Stocks of Allegiant Travel Company, the parent company of Allegiant Air, rose more than 10% in afternoon trading after the company gave a sunny outlook on a milestone that has eluded most of the industry.
“We’re flirting with cash flow breaking even,” said Gregory Anderson, CFO of Allegiant, on a Wednesday afternoon earnings call, citing bookings in September and October of more than $ 3 million per day. “While the environment remains fluid and bookings are sure to dwindle, our data suggests that these average booking levels will be sustainable in the future.” Allegiants Cash Burn averaged $ 1.3 million per day in the third quarter.
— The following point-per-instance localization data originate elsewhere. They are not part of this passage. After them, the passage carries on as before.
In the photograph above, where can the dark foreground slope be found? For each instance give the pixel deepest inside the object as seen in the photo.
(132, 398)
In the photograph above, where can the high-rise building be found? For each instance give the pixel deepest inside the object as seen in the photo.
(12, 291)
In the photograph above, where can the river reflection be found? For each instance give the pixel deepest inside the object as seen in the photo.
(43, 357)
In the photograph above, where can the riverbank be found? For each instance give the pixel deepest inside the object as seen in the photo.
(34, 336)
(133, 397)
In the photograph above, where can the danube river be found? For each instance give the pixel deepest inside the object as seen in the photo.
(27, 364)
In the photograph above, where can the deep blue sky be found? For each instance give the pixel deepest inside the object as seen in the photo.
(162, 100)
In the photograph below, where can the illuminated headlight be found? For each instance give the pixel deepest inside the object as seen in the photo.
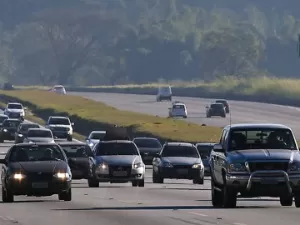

Allegiant’s “Point-to-point focus on domestic leisure should allow them to recover faster than others in the market,” wrote Helane Becker, an analyst for Cowen & Co. airline, raising her price target for Allegiant from $ 130 per share to $ 140. The shares rose to $ 138.50 on Thursday.
While the economy has recovered from a record decline at the start of the coronavirus pandemic, airlines are still swaying. US airlines combined lost more than $ 11 billion in the third quarter, usually during the peak summer travel season.
Discount airlines are not as dependent on international and business travel as large network operators. These two segments were hardest hit by the pandemic and are expected to recover last. In response, US airlines large and small have added services in areas aimed at vacationers in hopes of generating much-needed revenue.